The featured trail this week is the MacNaughton-Morrison Trail, Exeter (#26 in the Huron County Hiking Guide). The trail starts at the parking area in MacNaughton park at the end of Hill Street. The trail surface is excellent and there are no big hills. Alternatively the trail can be reached from the Morrison Dam parking lot by crossing over Morrison Line. If you start at the west entrance and only want an hour or so hike then the new Jones bridge allows access between and northern and southern sections of the trail.
There is also a bridge about a third of the way along for those who want a shorter hike. You may wonder about a small footbridge at the edge of the trail. This is a welcome addition installed several years ago when this part of the trail was occasionally impassable due to the torrent of spring runoff across the trail. There are a lot of nature signage illustrating “ Life on the Forest Floor”, “Life in the Forest Canopy”, “Life in the River” and “Test your Nature Knowledge.” This trail is where you are most likely to spot white squirrels. It is also the only place I have seen Lizard’s-tails (also called Water-Dragon) which bloom in late July.

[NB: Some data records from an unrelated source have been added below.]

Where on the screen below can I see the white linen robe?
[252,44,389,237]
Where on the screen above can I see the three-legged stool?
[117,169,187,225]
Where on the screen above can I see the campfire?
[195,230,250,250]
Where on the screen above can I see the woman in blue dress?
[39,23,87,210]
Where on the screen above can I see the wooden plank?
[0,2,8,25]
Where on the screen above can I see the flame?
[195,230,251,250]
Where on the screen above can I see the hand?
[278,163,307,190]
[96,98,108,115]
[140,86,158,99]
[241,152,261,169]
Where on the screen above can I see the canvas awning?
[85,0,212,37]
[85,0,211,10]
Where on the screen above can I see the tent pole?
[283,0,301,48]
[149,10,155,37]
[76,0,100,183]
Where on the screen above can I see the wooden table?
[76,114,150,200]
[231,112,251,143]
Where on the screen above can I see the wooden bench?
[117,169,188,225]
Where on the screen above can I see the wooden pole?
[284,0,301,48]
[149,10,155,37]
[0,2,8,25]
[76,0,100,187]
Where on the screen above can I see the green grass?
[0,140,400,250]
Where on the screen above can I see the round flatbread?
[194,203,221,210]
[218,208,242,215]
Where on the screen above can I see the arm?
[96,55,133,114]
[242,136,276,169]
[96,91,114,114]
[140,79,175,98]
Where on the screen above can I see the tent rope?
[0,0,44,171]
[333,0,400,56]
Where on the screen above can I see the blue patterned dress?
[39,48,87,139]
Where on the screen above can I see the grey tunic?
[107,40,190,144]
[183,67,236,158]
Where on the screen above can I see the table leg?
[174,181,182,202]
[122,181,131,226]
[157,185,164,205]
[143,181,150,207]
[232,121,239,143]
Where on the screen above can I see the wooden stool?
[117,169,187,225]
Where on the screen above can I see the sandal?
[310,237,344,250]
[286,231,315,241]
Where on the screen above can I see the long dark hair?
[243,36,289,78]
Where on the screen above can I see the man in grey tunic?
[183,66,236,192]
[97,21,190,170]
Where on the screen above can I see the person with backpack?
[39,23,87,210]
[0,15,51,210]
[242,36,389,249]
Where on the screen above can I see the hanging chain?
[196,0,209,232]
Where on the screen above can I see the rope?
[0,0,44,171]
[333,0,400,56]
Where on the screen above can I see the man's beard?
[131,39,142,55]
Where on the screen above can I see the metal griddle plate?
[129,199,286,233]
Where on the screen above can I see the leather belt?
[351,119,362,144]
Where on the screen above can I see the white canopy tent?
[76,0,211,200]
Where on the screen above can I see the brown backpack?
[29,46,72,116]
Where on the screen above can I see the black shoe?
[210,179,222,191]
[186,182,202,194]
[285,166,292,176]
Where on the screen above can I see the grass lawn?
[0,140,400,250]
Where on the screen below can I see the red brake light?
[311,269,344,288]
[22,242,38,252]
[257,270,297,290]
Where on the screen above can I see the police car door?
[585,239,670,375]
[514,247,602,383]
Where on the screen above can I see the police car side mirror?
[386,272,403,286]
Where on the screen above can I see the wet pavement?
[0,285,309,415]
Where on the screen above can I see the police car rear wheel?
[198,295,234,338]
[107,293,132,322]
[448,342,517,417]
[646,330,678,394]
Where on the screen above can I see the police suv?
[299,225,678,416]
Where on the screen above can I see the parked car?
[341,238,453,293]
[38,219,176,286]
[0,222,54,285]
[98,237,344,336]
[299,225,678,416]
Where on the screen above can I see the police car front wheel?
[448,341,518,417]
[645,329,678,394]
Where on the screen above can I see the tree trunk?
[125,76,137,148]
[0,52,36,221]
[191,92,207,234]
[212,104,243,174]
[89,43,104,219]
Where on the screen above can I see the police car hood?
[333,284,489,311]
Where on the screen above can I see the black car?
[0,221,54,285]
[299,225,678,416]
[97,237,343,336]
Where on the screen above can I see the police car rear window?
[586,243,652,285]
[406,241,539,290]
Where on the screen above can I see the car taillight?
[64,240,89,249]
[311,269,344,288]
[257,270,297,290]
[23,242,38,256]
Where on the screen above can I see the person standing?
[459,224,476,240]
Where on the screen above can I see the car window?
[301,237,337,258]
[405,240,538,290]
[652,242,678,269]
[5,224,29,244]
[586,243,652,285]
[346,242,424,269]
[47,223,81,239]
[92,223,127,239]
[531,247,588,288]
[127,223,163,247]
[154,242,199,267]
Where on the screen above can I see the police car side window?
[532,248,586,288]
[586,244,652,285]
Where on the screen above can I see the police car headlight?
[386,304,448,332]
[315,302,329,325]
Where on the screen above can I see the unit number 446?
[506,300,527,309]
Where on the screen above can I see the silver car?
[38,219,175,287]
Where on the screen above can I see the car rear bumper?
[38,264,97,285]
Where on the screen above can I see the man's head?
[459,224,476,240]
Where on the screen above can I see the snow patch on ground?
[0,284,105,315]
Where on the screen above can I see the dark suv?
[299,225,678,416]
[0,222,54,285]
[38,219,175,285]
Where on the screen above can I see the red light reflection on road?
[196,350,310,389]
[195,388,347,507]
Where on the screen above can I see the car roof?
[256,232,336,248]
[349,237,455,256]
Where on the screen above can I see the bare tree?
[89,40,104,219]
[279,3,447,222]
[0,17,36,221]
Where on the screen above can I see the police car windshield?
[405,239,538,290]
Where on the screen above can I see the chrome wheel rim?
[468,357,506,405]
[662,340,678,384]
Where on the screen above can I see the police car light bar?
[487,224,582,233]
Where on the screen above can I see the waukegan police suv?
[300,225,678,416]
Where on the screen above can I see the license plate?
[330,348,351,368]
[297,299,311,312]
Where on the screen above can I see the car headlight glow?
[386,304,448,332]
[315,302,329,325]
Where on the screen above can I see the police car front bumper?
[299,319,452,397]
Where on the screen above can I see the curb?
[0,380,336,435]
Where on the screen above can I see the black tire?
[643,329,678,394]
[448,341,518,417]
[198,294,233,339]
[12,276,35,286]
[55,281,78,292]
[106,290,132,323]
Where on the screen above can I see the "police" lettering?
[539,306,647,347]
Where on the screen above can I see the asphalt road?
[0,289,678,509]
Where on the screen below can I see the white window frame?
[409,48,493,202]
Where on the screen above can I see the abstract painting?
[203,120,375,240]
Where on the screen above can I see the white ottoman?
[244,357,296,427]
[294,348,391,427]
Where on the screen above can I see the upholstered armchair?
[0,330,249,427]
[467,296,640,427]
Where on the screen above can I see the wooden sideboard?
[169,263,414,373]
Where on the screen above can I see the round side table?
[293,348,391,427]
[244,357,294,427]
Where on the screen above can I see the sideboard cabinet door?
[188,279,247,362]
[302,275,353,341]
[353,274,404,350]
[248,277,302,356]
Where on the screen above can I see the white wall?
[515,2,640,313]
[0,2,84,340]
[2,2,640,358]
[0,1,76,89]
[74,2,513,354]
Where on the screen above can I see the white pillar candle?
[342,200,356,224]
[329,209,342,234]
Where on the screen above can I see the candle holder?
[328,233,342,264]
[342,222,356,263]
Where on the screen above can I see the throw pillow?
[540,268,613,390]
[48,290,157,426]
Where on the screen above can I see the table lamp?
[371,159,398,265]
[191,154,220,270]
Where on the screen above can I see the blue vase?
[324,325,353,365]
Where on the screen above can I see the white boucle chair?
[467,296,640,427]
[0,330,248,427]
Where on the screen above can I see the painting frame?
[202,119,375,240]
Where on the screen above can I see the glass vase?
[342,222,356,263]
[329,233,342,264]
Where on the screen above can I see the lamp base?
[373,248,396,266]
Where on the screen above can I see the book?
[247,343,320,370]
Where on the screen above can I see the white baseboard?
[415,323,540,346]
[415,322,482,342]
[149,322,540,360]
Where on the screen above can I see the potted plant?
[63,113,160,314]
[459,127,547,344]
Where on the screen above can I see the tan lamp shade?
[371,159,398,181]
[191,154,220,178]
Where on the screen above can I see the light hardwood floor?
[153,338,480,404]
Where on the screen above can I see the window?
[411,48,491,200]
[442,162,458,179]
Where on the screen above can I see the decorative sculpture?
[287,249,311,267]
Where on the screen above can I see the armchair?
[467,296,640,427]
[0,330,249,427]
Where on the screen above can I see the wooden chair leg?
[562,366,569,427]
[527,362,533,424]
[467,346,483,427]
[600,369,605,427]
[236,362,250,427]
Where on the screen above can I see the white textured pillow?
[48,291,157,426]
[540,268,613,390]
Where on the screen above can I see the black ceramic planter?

On Thursday March 14th I saw my first robins, red winged blackbirds and 2 tundra swans while hiking. On Sunday March 17th on my morning hike on the Mavis trail at Varna I saw three buffleheads floating down the Bayfield river, the first time I have seen buffleheads on the Bayfield river. In the afternoon on a drive to Kitchener, near the junction of Perth 44 and 119, there were over 200 swans in a field. On March 19th after admiring the first snowdrops in our garden, we checked out the swans reported by Lambton Museum to be near Greenway road and saw about 2000 of them. Later that day while hiking the Woodlands Nature trail I did not find any golf balls, however that afternoon on the Millennium trail I found one. The Millennium trail was mostly free of snow and ice, but where the trail is close to the river there were two huge blocks of ice on the trail both about four feet cubes, plus an ice barricade, luckily it was easy to take a side trail and go around that part of the trail. Keep a lookout for the first spring wildflowers, last year I spotted violets on April 12th.